[overzicht] [activiteiten] [ongeplande activiteiten] [besluiten] [commissies] [geschenken] [kamerleden] [kamerstukdossiers] [open vragen]
[toezeggingen] [stemmingen] [verslagen] [🔍 uitgebreid zoeken] [wat is dit?]

Toelichtende nota

Bijlage

Nummer: 2011D16040, datum: 2011-03-29, bijgewerkt: 2024-02-19 10:56, versie: 1

Directe link naar document (.doc), link naar pagina op de Tweede Kamer site.

Bijlage bij: Verdrag Aruba en Zweden ter bevordering van de economische betrekkingen (2011D16038)

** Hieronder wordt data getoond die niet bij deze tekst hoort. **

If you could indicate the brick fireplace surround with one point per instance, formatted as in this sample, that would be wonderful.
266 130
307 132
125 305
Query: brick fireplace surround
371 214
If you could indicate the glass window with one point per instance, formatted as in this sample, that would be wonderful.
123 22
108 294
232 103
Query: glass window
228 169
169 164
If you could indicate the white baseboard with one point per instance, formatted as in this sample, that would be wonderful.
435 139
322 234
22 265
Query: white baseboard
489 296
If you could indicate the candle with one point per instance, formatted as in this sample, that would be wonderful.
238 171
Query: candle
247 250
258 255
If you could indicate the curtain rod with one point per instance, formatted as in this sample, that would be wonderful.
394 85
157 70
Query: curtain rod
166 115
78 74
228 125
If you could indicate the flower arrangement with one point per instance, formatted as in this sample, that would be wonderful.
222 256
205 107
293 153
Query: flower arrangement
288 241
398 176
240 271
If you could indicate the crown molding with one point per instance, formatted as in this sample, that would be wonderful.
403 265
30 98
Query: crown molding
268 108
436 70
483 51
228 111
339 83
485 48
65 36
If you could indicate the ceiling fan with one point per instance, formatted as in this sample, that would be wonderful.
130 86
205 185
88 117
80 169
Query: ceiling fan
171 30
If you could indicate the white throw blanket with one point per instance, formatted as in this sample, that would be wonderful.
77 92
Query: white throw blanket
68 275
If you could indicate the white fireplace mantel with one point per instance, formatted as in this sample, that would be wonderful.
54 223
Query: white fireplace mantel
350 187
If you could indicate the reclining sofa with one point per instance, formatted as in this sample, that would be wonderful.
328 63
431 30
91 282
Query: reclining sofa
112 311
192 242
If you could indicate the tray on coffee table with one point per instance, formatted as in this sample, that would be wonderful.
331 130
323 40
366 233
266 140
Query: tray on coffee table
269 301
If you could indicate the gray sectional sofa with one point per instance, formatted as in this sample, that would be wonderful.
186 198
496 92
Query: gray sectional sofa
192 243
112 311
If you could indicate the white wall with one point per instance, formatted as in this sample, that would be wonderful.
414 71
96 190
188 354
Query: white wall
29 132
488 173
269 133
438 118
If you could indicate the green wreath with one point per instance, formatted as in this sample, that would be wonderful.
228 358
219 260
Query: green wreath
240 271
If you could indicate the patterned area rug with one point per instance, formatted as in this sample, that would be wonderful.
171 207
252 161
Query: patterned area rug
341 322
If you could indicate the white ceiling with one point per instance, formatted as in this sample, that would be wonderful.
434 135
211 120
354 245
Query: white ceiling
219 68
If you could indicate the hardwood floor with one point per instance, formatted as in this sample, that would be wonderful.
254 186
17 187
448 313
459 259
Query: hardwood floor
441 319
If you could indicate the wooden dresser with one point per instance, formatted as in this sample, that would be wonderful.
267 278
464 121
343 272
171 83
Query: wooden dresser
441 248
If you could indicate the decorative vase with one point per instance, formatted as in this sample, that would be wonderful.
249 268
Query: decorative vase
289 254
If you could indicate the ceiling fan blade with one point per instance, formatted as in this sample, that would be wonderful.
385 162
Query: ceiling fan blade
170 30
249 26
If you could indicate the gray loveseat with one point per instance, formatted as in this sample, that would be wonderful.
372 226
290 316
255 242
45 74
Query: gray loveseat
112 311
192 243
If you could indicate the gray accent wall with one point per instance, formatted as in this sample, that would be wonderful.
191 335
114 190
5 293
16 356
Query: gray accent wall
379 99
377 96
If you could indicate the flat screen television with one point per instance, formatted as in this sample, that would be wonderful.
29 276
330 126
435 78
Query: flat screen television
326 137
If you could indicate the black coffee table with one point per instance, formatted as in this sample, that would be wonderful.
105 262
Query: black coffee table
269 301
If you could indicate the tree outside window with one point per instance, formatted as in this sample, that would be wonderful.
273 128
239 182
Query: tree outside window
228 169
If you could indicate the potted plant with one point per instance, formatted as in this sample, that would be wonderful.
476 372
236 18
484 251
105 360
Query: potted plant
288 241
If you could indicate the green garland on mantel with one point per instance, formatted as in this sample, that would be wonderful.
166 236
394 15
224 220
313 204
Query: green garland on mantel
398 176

Preview document (🔗 origineel)


Verdrag tussen het Koninkrijk der Nederlanden, ten behoeve van Aruba, en
het Koninkrijk Zweden ter bevordering van de economische betrekkingen;
Parijs, 10 september 2009 (Trb. 2009, 176 en Trb. 2010, 106)

Toelichtende nota

Inleiding

Het onderhavige Verdrag met Zweden is op 10 september 2009 te Parijs tot
stand gebracht. Het Verdrag is supplementair aan het op dezelfde dag tot
stand gekomen Verdrag tussen het Koninkrijk der Nederlanden, ten behoeve
van Aruba, en het Koninkrijk Zweden inzake de uitwisseling van
informatie betreffende belastingen (Parijs, 10 september 2009; Trb.
2009, 175). Het Verdrag heeft als doel de economische diversiteit van
Aruba te bevorderen. 

Het Verdrag is tot stand gekomen na onderhandelingen tussen de fiscale
autoriteiten van Aruba en vertegenwoordigers van de ‘Nordic Steering
Group on exchange of information’ (NSG). De NSG is een project van de
Ministers van Financiën van de Noordse landen (Denemarken, Finland,
IJsland, Noorwegen en Zweden, met inbegrip van de Deense overzeese
gebiedsdelen, de Faeröer en Groenland). De primaire bedoeling van het
project is dat de genoemde landen gezamenlijk in onderhandeling treden
met landen - in dit geval Aruba - over verdragen inzake de uitwisseling
van informatie betreffende belastingen, de zogenaamde Tax Information
Exchange Agreements (TIEA’s). Onderdeel van het beleid in het kader
van het NSG-project is om naast die belastinginformatieverdragen tevens
verdragen ter bevordering van de economische betrekkingen met zoveel
mogelijk verdragspartners aan te gaan.

II. Artikelsgewijze toelichting

Artikel 1 Belastingen waarop het Verdrag van toepassing is

Dit artikel bepaalt voor beide partijen op welke belastingen het Verdrag
van toepassing is.

Artikel 2 Begripsomschrijvingen

Dit artikel bevat een omschrijving van de grondgebieden waarop het
Verdrag van toepassing is. Tevens worden de competente autoriteiten van
de verdragsluitende partijen gedefinieerd en wordt vastgelegd op welke
ondernemingen (‘lichamen’) het Verdrag ziet. 

Artikel 3 Inwoner

In dit artikel wordt de fiscale woonplaats van een onderneming
vastgesteld. Dit artikel komt overeen met artikel 4 van het
OESO-modelverdrag; voor de toelichting wordt dan ook naar dit verdrag
verwezen. 

Het tweede lid bepaalt dat in het geval dat de toepassing van het eerste
lid van dit artikel zou leiden tot de conclusie dat een onderneming in
beide partijen is gevestigd, op de partijen een inspanningsverplichting
rust om dit probleem in onderlinge overeenstemming te regelen.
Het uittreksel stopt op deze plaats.